Nach Zufuhr einer passenden Dosis Laxativ (DBA KILL forte N) spontane Erholung, aber nach kurzer Linderung ein Wiedereinsetzen der Symptomatik.

Herzallerliebst. Wir haben das Gegenteil eines Stehaufmännchens - ein Fallumchen. Immer wenn der Cacti User eine Kelle kriegt, fällt das Undo Log wunschgemäß in sich zusammen und die Performance geht rauf. Danach zieht es sich in kürzester Zeit wieder zu und wir fallen auf das alte Niveau runter.

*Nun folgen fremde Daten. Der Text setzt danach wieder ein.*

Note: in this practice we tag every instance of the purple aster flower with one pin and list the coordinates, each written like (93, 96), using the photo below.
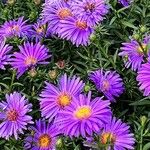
(14, 28)
(13, 115)
(54, 13)
(91, 10)
(143, 78)
(118, 135)
(4, 56)
(125, 2)
(84, 116)
(40, 31)
(76, 30)
(134, 52)
(43, 137)
(53, 99)
(29, 56)
(109, 83)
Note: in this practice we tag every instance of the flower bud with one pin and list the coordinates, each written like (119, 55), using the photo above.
(11, 2)
(52, 74)
(32, 72)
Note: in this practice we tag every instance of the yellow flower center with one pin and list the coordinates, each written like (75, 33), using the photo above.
(83, 112)
(106, 85)
(107, 138)
(90, 6)
(81, 25)
(12, 115)
(41, 29)
(64, 13)
(44, 141)
(13, 28)
(141, 48)
(30, 61)
(64, 100)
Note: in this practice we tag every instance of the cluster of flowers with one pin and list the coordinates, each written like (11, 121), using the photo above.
(74, 20)
(136, 54)
(69, 112)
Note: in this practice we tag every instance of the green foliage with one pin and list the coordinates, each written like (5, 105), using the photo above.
(119, 25)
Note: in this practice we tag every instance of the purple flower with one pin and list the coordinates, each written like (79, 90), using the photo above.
(118, 135)
(133, 53)
(53, 99)
(125, 2)
(29, 56)
(13, 115)
(54, 13)
(84, 116)
(91, 10)
(40, 31)
(43, 137)
(14, 28)
(76, 30)
(4, 56)
(109, 83)
(143, 78)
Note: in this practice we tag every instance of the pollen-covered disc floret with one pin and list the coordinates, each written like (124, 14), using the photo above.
(44, 136)
(91, 10)
(53, 99)
(108, 82)
(30, 56)
(15, 28)
(84, 116)
(13, 115)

Der alte Trick mit der Processlist klappt auch hier wieder: Das Login kommt von

 | 6694419 | cacti | <hostname>:44467 |
performance_schema | 

Moment. performance_schema? Cacti?

Nein. Das ist nicht cacti.

 lsof -i -n -P | grep 44467 mysqld 17242 mysql 178u
# IPv6 3599986352 TCP
...:3306->...:44467 (ESTABLISHED) diamond 18596 root 1u IPv4 3599986351 TCP
...:44467->10.147.206.122:3306 (ESTABLISHED) 

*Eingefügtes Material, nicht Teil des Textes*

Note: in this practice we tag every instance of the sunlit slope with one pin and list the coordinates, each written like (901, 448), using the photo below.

Ja. Das ist diamond, der Datenkollektor für Graphite.

Und welches Modul von Diamond/Graphite ist am 20-Sep nachmittags global ausgerollt worden?

 cd /etc/graphite/collectors ls -l MySQL*conf
...
-r-------- 1 root root 471 Sep 20 14:19 MySQLPerfCollector.conf 

Der Replication Load Monitor. Ja, der da ganz oben im ersten Bild.

Der liest zwar nur, aber aus irgendeinem Grund macht er das auf einigen Promille aller Boxen, und nur in dieser Replikationshierarchie!, in einer REPEATABLE READ read-only Transaction. Und die macht Diamond beim Login einmal auf und hält sie dann für immer und ewig, es sei denn, die Diamond-MySQL-Verbindung kippt, aus welchen Gründen auch immer, um. Und da die Verbindung auch nie Idle ist, timed sie auch nie aus.

Kurze Zeit nachdem Puppet dem Diamond die MySQLPerfCollector.conf auf enabled = false gesetzt hat haben wir eine dauerhafte Recovery:

Graph: Replication Delay

Natürliche Recovery nach Beseitigung der Ursache, ganz ohne KILL.

Wir lernen:

  • Monitoring kann Performance-Effekte haben. Okay, keine neue Erkenntnis
  • So ein Undo-Log und langlaufende Transaktionen können einen ganz schön runter ziehen. Okay, auch keine neue Erkenntnis.
  • Es lag nicht an der Replikationslast, und auch nicht am Filer, auch wenn das gerade Mode ist, in diese Richtung zu blamen.
  • Und Graphite ist meine Hündin.

House: Everybody lies

Was House sagt.

Morgen schauen wir dem MySQLPerfCollector.py mal tiefer in die Eingeweide.